Fleets unsure of the truck’s resale value have been hesitant to commit sizable portions of their budget to trucks that can be difficult to sell for a yet-to-be determined amount.
“The early 9-liters are just now seeing the secondary market, but the residual curve is similar to diesel,” says Andy Douglas, National Sales Manager for Kenworth Truck Company, adding all eyes are on the secondhand value of the natural gas engine the industry waited so many years to arrive: the 12 liter.
“There’s not enough 12 liters in the market to get an idea of residual value,” Douglas adds.
While there may not be enough on the secondary market to determine a realistic value, Bob Carrick, Natural Gas Sales Manager for Freightliner Trucks, says the verdict on the 12 liter natural gas engine is already in.

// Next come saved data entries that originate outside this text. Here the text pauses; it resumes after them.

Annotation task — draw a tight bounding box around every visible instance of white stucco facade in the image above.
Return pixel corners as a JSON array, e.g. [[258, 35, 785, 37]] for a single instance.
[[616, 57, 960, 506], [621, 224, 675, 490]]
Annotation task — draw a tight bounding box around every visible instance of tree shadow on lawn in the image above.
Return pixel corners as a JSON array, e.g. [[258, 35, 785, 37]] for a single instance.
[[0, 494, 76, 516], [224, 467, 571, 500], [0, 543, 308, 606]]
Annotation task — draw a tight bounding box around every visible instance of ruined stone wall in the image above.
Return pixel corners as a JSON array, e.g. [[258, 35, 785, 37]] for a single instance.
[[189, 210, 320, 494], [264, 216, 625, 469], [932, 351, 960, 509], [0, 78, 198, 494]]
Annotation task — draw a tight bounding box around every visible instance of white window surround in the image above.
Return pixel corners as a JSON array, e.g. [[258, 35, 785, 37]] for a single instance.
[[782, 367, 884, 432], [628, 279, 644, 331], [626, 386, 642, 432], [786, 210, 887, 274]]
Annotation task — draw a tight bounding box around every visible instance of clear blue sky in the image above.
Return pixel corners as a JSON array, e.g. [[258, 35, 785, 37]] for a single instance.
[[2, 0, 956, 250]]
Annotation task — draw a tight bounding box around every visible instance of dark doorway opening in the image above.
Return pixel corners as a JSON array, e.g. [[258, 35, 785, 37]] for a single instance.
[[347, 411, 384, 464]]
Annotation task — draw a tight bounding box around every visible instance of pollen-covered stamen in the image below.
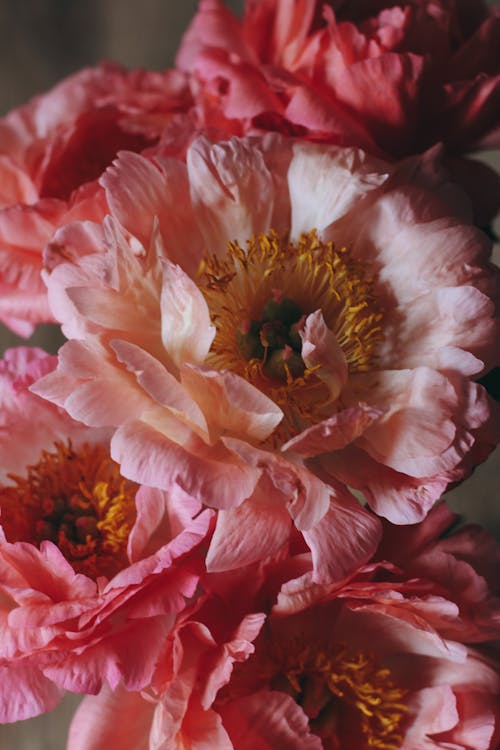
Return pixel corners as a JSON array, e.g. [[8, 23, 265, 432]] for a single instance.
[[0, 441, 138, 579], [199, 229, 383, 440], [219, 634, 408, 750]]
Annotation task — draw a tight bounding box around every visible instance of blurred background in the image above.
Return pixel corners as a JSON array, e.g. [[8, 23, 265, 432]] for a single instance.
[[0, 1, 498, 747]]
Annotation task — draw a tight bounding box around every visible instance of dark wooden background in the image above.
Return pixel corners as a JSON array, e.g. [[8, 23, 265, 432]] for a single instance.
[[0, 1, 497, 747]]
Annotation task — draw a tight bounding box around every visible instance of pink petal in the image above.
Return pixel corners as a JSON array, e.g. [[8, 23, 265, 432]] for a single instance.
[[303, 494, 382, 583], [181, 363, 283, 442], [112, 419, 260, 510], [206, 487, 292, 572], [160, 259, 215, 370], [288, 142, 387, 238], [300, 309, 348, 401], [187, 136, 274, 252], [0, 663, 63, 722], [220, 689, 322, 749], [282, 404, 382, 456], [67, 684, 154, 750]]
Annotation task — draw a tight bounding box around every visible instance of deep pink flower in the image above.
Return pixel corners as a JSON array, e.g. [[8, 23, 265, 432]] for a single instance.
[[33, 136, 500, 579], [66, 504, 500, 750], [0, 62, 194, 335], [177, 0, 500, 223], [0, 348, 212, 722]]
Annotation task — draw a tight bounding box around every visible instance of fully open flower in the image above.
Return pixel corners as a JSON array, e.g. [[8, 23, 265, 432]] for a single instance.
[[33, 135, 499, 580], [66, 504, 500, 750], [0, 348, 212, 722], [0, 62, 194, 335], [177, 0, 500, 223]]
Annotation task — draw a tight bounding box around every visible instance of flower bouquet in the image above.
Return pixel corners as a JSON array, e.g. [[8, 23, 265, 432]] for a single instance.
[[1, 1, 500, 748]]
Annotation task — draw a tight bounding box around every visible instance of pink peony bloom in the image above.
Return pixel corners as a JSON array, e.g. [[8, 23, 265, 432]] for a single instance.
[[0, 347, 213, 722], [177, 0, 500, 224], [33, 136, 500, 579], [66, 503, 500, 750], [0, 62, 194, 336]]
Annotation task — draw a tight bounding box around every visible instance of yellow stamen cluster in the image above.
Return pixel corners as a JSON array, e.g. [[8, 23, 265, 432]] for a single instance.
[[283, 644, 408, 749], [0, 441, 137, 579], [199, 229, 383, 440]]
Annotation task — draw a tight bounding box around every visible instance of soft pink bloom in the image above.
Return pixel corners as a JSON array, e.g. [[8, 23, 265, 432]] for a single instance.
[[33, 136, 500, 578], [66, 503, 500, 750], [0, 62, 194, 335], [177, 0, 500, 223], [0, 347, 213, 722]]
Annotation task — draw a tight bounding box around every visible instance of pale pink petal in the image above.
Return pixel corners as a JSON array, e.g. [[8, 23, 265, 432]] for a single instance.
[[181, 363, 283, 442], [160, 260, 215, 370], [303, 494, 382, 583], [101, 151, 204, 275], [288, 142, 388, 238], [300, 310, 348, 401], [187, 136, 274, 252], [282, 404, 382, 457], [112, 418, 260, 510], [67, 685, 154, 750], [206, 487, 292, 572], [110, 340, 208, 434]]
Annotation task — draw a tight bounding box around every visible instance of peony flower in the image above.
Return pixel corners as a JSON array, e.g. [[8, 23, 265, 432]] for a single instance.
[[66, 503, 500, 750], [0, 347, 212, 722], [177, 0, 500, 223], [33, 135, 500, 581], [0, 62, 194, 336]]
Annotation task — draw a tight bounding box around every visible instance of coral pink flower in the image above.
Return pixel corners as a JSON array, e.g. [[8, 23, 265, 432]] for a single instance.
[[177, 0, 500, 224], [66, 504, 500, 750], [0, 62, 194, 335], [33, 136, 500, 578], [0, 348, 212, 722]]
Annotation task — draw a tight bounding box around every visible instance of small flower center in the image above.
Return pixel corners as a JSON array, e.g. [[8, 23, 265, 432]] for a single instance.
[[199, 229, 383, 440], [0, 441, 137, 579]]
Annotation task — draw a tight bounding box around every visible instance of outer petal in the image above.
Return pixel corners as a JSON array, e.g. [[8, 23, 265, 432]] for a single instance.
[[288, 142, 388, 238], [303, 494, 382, 584], [220, 690, 322, 750], [0, 663, 63, 723], [187, 136, 274, 253], [67, 685, 154, 750]]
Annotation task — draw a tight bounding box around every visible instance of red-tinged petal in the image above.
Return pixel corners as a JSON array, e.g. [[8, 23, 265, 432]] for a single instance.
[[330, 52, 425, 156], [177, 0, 253, 71], [220, 690, 322, 750], [67, 685, 154, 750], [282, 404, 382, 456], [303, 494, 382, 583], [182, 363, 283, 442], [0, 663, 63, 722], [0, 155, 38, 206]]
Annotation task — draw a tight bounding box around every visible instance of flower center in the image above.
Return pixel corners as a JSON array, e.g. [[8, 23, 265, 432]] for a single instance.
[[273, 643, 408, 749], [199, 229, 383, 439], [220, 634, 408, 749], [0, 441, 137, 579]]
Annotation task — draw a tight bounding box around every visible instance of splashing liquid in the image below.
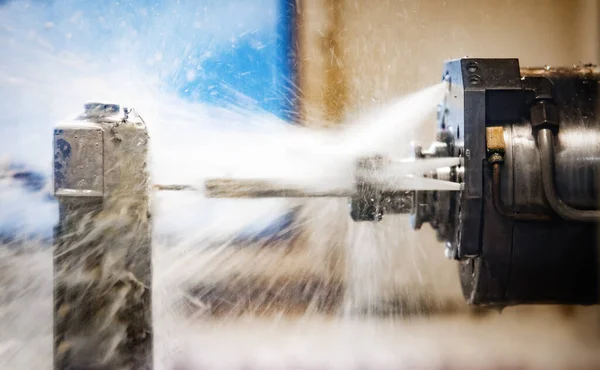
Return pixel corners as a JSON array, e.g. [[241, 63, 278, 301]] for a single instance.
[[1, 1, 599, 370]]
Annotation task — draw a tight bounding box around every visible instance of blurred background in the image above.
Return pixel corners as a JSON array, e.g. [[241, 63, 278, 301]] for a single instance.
[[1, 0, 600, 369]]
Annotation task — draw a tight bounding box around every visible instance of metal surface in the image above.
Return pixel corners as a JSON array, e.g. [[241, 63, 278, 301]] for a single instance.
[[538, 128, 600, 221], [204, 156, 461, 207], [509, 68, 600, 211], [205, 179, 354, 198], [432, 58, 524, 259], [54, 127, 104, 198], [408, 142, 462, 243], [53, 103, 152, 370], [507, 122, 549, 215], [491, 161, 550, 221]]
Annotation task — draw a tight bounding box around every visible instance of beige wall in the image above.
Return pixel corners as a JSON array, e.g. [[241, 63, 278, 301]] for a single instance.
[[298, 0, 600, 135]]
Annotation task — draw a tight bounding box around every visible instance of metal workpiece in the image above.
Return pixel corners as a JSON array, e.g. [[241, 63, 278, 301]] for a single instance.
[[53, 103, 152, 370]]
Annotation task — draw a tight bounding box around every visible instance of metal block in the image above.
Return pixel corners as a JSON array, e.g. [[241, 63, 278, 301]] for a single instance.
[[53, 104, 152, 370]]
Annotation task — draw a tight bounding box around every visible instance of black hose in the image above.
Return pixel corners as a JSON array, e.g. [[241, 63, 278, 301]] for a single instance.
[[537, 128, 600, 222]]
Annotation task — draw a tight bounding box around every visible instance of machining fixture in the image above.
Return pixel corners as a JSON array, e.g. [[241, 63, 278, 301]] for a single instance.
[[53, 103, 152, 370]]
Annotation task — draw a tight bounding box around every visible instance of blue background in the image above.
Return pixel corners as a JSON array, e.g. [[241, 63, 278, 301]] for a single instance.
[[0, 0, 298, 241], [0, 0, 296, 117]]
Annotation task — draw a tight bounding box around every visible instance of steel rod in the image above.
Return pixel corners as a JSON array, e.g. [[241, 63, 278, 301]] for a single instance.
[[204, 179, 354, 198]]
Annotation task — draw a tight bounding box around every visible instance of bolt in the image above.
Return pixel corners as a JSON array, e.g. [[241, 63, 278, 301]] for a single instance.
[[466, 61, 479, 73], [468, 75, 482, 85]]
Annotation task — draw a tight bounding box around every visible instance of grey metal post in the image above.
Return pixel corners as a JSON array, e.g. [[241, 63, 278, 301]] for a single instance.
[[53, 103, 152, 370]]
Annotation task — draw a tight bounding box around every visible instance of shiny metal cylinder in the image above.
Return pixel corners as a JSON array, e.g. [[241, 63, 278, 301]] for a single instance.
[[504, 67, 600, 213]]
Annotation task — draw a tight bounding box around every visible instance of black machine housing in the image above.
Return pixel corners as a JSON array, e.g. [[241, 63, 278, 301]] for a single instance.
[[433, 58, 599, 306]]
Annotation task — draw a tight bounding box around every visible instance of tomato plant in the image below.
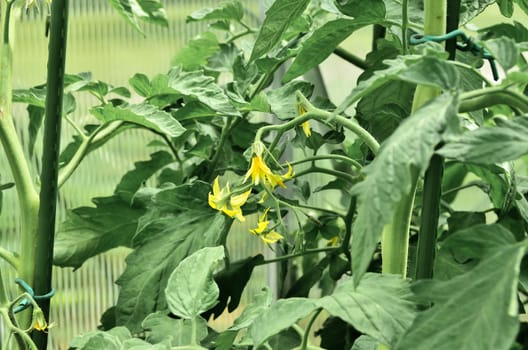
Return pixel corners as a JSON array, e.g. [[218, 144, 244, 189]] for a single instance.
[[2, 0, 528, 349]]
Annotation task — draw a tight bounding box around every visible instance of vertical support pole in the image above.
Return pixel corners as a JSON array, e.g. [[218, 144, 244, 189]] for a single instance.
[[32, 0, 69, 348]]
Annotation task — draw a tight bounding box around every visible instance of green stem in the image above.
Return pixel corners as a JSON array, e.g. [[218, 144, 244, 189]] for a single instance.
[[382, 0, 446, 278], [333, 47, 369, 70], [293, 166, 357, 183], [459, 89, 528, 114], [0, 271, 8, 306], [32, 1, 70, 348], [381, 177, 417, 276], [441, 180, 486, 197], [286, 154, 362, 170], [57, 121, 122, 187], [257, 92, 380, 155], [300, 308, 323, 350], [0, 246, 19, 269], [255, 246, 340, 266], [206, 118, 239, 182], [1, 1, 40, 332], [402, 0, 409, 54]]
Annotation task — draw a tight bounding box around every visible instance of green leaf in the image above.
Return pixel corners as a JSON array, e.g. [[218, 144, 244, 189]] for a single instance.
[[142, 312, 208, 346], [396, 241, 525, 350], [496, 0, 514, 17], [286, 258, 329, 297], [70, 326, 131, 349], [205, 254, 264, 319], [249, 298, 319, 347], [283, 18, 377, 82], [352, 335, 380, 350], [165, 246, 224, 319], [484, 36, 519, 71], [514, 0, 528, 15], [318, 273, 416, 347], [108, 0, 168, 35], [186, 1, 244, 23], [266, 80, 313, 120], [466, 164, 509, 209], [54, 195, 145, 269], [129, 73, 152, 97], [250, 0, 310, 62], [115, 181, 229, 332], [480, 21, 528, 43], [355, 80, 414, 142], [26, 105, 45, 157], [351, 93, 459, 284], [438, 117, 528, 164], [459, 0, 496, 24], [167, 68, 240, 117], [335, 0, 386, 19], [115, 151, 174, 202], [446, 211, 486, 234], [171, 32, 220, 70], [91, 102, 185, 137], [336, 55, 459, 115]]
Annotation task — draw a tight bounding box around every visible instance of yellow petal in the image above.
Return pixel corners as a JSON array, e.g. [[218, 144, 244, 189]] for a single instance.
[[260, 231, 284, 244], [250, 221, 269, 235], [301, 121, 311, 137], [212, 176, 220, 195], [208, 193, 218, 210], [230, 188, 252, 208]]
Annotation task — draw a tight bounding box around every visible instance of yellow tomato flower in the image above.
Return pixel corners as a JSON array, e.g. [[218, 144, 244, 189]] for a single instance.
[[301, 121, 312, 137], [33, 309, 49, 332], [244, 155, 293, 189], [208, 177, 251, 222], [249, 208, 284, 244]]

“The 12 liter has really been a hit so far,” he says.
And while residual values of natural gas trucks is still under development, Roy Horton, Powertrain Product marketing Manager, Mack Trucks, says determining factors aren’t hard to identify.
“That will be determined by performance and reliability to engines and fuel systems,” he says.
Frank Bio, Director of Sales Development, Speciality Vehicles & Alternative Fuels for Volvo Trucks, says secondary value has been hard to pinpoint simply because the basic principal of economics – supply and demand – is mostly inapplicable.
“There’s not many in supply and there’s not a lot of demand right now,” he says.
Most industry experts expect natural gas trucks to make up roughly 10 percent of heavy truck sales by 2020, which would equate to around 25,000 trucks annually. Last year was a better-than-expected year for sales of green trucks, which has left some OEM wondering if that figure should be adjusted.
“2013 was tipping point for on-road trucks,” Douglas says. “We’re seeing dynamic growth. If you compare the truck we built seven years ago (to today), it’s night and day.”
“Driver reception of natural gas trucks has been great,” Horton adds. “There’s been no complaints about power and performance…people are starting to get a little more comfortable with operating a natural gas vehicle.”
But not everyone is sold on an upswing in the natural gas market. Bio says he thinks the natural gas truck market is in a slight dip between the innovators who embraced the trucks early on, and the early majority who will embrace it once they’ve seen what to expect.
“We’re starting that curve all over again,” he says. “I don’t think it’s going to be difficult to get (to 25,000), but I expect a slight dip.”